Os cenários desenhados para o comércio exterior são também desalentadores para amparar o otimismo de uma recuperação em níveis tão elevados em 2021, como apontam essas pesquisas. Em função das hipóteses assumidas sobre o tamanho da recessão mundial, que afeta a demanda e o preço dos produtos comercializados, do período previsto de isolamento e das restrições impostas aos meios de transportes em cada país por causa da crise, estima-se uma retração que varia entre 15% e mais de 30%, um nível superior a que se registrou na crise do subprime, prevendo-se uma recuperação de 7% a 12% em 2021, insuficiente para recuperar as perdas do ano anterior.
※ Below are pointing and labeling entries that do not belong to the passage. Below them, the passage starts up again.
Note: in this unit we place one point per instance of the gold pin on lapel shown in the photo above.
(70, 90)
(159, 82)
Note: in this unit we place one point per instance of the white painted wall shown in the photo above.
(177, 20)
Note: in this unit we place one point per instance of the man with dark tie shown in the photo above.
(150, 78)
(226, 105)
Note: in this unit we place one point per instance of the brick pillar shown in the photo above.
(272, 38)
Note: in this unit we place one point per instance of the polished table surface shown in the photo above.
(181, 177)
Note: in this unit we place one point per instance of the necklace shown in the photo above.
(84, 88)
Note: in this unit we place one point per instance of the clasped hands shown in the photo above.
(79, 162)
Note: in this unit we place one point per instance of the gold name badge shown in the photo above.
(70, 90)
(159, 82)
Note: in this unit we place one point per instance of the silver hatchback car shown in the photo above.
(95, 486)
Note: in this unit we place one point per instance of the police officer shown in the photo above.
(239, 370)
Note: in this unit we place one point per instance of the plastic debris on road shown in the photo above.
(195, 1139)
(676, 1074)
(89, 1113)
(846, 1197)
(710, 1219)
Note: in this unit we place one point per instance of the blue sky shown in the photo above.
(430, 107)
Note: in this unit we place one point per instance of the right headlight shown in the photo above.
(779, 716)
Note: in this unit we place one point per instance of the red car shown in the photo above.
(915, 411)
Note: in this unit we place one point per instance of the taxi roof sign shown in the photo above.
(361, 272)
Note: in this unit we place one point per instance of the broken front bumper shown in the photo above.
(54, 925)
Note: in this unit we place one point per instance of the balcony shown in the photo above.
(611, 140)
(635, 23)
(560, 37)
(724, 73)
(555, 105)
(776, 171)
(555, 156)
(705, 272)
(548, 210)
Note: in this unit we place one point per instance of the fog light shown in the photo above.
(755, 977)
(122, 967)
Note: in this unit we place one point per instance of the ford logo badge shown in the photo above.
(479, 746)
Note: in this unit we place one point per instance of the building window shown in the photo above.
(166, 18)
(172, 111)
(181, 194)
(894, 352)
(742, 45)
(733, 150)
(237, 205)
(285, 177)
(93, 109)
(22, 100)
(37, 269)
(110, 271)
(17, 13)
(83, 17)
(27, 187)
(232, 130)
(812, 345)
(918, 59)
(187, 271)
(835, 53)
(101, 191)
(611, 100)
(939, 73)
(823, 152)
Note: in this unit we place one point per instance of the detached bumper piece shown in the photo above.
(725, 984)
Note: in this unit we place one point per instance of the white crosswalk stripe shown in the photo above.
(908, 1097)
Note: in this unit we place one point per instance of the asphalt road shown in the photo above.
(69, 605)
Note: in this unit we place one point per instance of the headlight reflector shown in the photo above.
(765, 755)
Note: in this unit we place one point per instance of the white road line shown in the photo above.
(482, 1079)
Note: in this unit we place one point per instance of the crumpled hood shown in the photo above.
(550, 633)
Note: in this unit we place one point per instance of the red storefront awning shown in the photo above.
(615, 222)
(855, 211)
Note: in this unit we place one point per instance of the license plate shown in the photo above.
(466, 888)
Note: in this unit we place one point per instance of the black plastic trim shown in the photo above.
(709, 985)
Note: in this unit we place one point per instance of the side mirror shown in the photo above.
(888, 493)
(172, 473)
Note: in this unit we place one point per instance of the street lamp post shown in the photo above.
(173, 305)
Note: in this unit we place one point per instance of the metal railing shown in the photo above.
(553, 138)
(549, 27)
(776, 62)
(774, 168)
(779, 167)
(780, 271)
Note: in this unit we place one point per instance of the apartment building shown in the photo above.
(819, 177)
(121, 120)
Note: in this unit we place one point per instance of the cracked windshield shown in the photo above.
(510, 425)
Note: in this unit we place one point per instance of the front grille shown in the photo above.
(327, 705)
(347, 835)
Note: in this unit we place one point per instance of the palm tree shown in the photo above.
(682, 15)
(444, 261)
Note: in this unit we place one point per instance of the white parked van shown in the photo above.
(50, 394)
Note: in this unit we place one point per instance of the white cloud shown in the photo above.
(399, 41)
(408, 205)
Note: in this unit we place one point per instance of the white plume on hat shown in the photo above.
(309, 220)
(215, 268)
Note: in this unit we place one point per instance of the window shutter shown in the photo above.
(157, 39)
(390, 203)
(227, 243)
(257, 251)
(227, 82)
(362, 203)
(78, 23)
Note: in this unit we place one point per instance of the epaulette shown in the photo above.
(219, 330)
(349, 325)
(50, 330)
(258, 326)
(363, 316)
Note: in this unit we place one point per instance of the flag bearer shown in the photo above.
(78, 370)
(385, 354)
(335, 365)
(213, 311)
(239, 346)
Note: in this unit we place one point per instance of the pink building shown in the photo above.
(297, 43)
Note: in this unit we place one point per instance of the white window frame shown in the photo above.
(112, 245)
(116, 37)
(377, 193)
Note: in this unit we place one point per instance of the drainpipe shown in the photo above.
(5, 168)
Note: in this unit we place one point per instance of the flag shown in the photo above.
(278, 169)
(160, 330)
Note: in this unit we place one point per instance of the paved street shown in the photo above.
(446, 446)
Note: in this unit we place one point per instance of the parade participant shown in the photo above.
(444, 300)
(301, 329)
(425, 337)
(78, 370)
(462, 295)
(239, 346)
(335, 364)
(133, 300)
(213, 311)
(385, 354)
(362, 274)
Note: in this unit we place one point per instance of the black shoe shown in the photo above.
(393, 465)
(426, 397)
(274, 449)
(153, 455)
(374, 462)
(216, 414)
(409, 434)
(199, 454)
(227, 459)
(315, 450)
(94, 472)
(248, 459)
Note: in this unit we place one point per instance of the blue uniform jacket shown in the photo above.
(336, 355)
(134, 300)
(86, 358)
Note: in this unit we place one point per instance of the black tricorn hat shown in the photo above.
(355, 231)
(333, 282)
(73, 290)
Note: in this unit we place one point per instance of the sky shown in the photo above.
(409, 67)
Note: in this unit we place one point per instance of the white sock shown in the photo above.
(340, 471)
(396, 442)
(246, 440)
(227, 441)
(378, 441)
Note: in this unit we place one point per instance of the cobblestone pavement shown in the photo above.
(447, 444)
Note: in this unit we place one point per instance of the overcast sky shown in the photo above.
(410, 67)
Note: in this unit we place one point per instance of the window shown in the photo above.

Ou seja, não se vislumbra, nessas condições, contribuição importante deste componente da demanda agregada para sustentar as projeções otimistas sobre o crescimento em 2021, notadamente para os países exportadores de commodities, cujos preços, já baixos, desabaram na crise por falta de demanda.

Restaria, assim, apenas o Estado como agente em condições de dar o impulso necessário para reerguer a economia, por meio do aumento de seus gastos, financiados pela emissão de moeda ou de títulos da dívida pública, mas seus orçamentos se encontram destroçados, comprometidos com elevados déficits e níveis de endividamento muito além do que recomenda o pensamento ortodoxo, em virtude dos esforços realizados para salvar a economia desde a crise do subprime e, agora, do coronavírus,

Esse, o dilema colocado no momento para a teoria econômica, o que é simplesmente ignorado nas projeções de crescimento para 2021 feitas por essas instituições: como essas se baseiam em hipóteses equivocadas, considerando que as ondas da crise vão gradualmente se enfraquecendo e acionando automaticamente os motores do crescimento, basta deixar a economia seguir seu curso natural para a superação da crise, tratada apenas como um ponto fora da curva e não como um fenômeno novo, diferente de outras crises, que danificou toda a aparelhagem de funcionamento idealizado do sistema econômico.

Se prevalecer a proposta do pensamento ortodoxo de que no pós-epidemia o Estado deve voltar a preocupar-se em implementar sérias medidas de ajuste fiscal para reduzir seus níveis de endividamento, o que tem sido defendido também no Brasil pela equipe econômica do governo Bolsonaro, dificilmente essas projeções otimistas sobre o crescimento mundial em 2021  se materializarão, sendo mais provável que o mundo continue prisioneiro do baixo crescimento ou até mesmo da recessão em vários países por um bom tempo, já que não se removerão as forças a ele contrárias. Se, por outro lado, continuar concedendo-se ao Estado a liberdade para atuar nessa situação, mesmo aumentando ainda mais seu endividamento, como recomendaria Keynes e defende a Moderna Teoria da Moeda, aumentam as chances do mundo sair mais rapidamente dessa crise, adiando a definição para o futuro de como essa conta será paga. Mas essa é outra questão.